Drama pilkada yang rawan konflik karena kerumunan bisa jadi jauh berkurang karena setiap tim sukses harus disiplin tidak boleh ada kerumunan dalam Pilkada 2020. Hal ini tentu positif bagi Pilkada yang sehat. Pengamat sosial Fathurrohmand dari Blitar menulis bagi pembaca Bergelora.com. (Redaksi)
Oleh: Fathurrohman
BABAK demi babak, tepatnya tahapan pemilihan kepala daerah, yang sesuai rencana serentak digelar 9 Desember 2020 sudah memasuki pengundian nomor urut pasangan calon, setelah ditetapkan oleh KPU lolos syarat administrasi.
Baliho dan banner, spanduk ‘kampanye’ paslon, bakal calon perseorangan, bakal pasangan calon yang bertebaran di pinggir jalan sudah diturunkan.
Sebentar lagi berganti dengan wajah pasangan calon kepala daerah lengkap dengan nomor urutnya segera terpasang. Itu komunikasi politik bakal calon yang marak berebut rekomendasi dengan modal populer, sebelum ditetapkan KPU. Itu kisah permukaan alias ombak politik nan penuh buih semata.
Tahapan berikutnya adalah seluruh alat peraga kampanye dibuat oleh KPU, tim paslon menyerahkan bahan dan materi kampanye yang dibutuhkan.
Pilkada 270 kepala daerah baik bupati/walikota dan gubernur beserta wakilnya di masa pandemi memiliki puncak momen dramatik yang berbeda dengan situasi normal. Tak ada pengerahan massa (idealnya) selama proses tahapan menuju pemungutan suara di TPS.

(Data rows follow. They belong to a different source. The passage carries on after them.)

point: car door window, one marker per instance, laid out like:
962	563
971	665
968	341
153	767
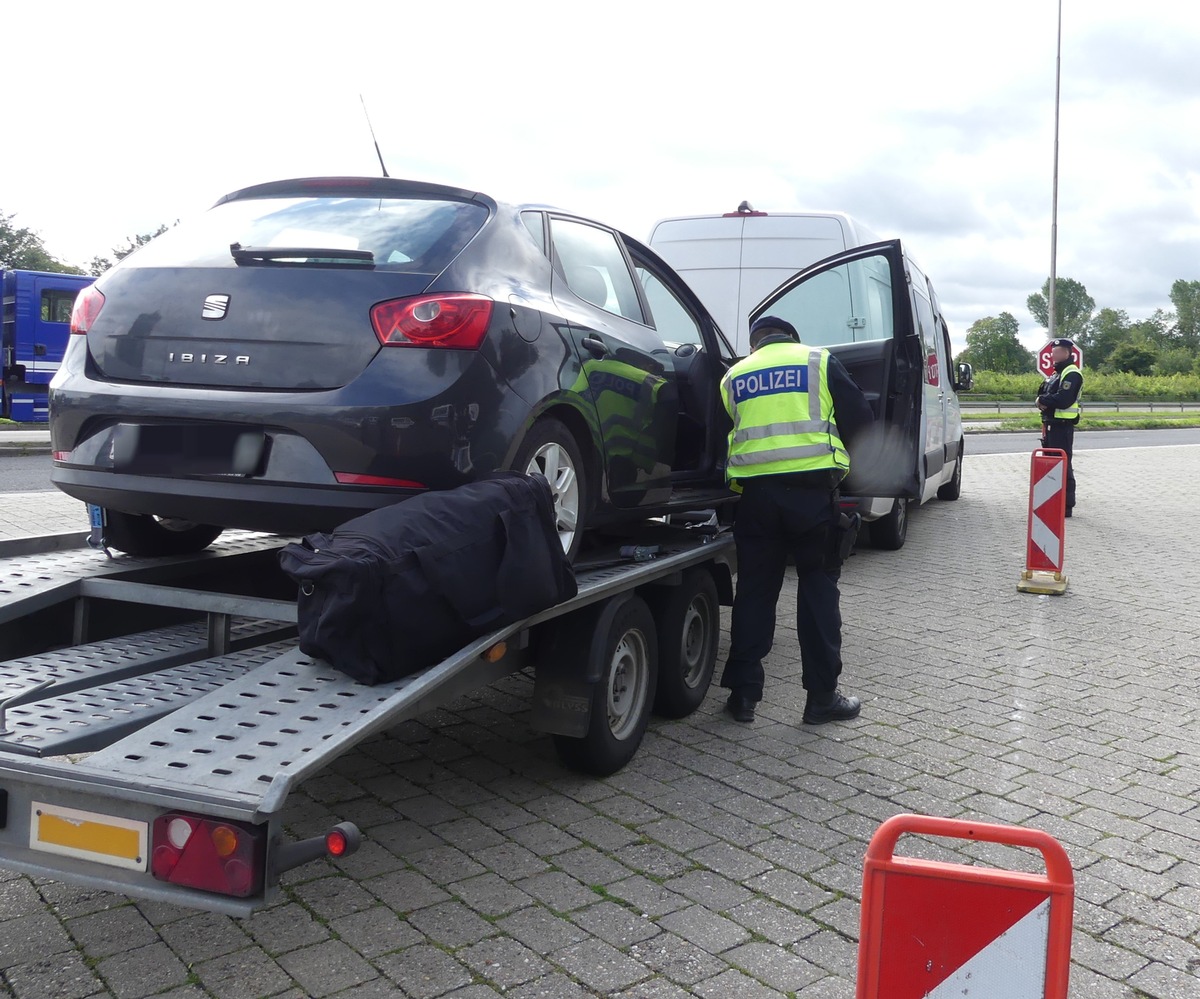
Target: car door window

Kekhawatiran proses pilkada menjadi sumber klaster penyebaran Covid-19 oleh elemen masyarakat sipil, ormas keagamaan juga himbauan penundaan waktu pemilihan dijawab dengan argumen, sudah dilakukan penundaan dan politik butuh kepastian.
Seruan, pilihan argumentasi kemanusiaan tidak bergaung di meja dan ruang politik parlemen. Adu argumentasi lewat media massa, tekanan publik agar pilkada tak diselenggarakan dulu sementara waktu dijawab dengan argumentasi, pemerintah ingin memastikan proses politik elektoral terus berjalan.
Manut logika argumentasi ini, adaptasi kebiasaan baru, disiplin protokol kesehatan dan kebutuhan pengadaan alat pelindung diri (APD) bagi penyelenggara pemilihan jadi konsekuensi logis. Siapa yang wajib menjalankan itu semua? Seluruh pihak
Di sisi lain, suara keras agar golput alias tak memilih menjadi cara ‘protes’ sebagian elemen publik untuk jalankan sikap memutus mata rantai penyebaran penyakit menular baru ini.
Menuju 9 Desember 2020, Mendagri Tito Karnavian berpesan agar calon kepala daerah mampu mengkampanyekan soal pentingnya kemampuan daerah menangani Covid-19, kalau tidak salah ingat seluruh paslon diberikan keleluasaan mengangkat isu pandemi dengan bingkai memastikan kebijakan/janji program untuk menjamin kesehatan rakyat.
Nah, tahapan nomor urut paslon sudah bergulir. Tantangan bagi paslon untuk menyapa publik dan memberikan janji politik dalam berkomunikasi agar populer, diingat publik dan bisa terpilih di kotak suara.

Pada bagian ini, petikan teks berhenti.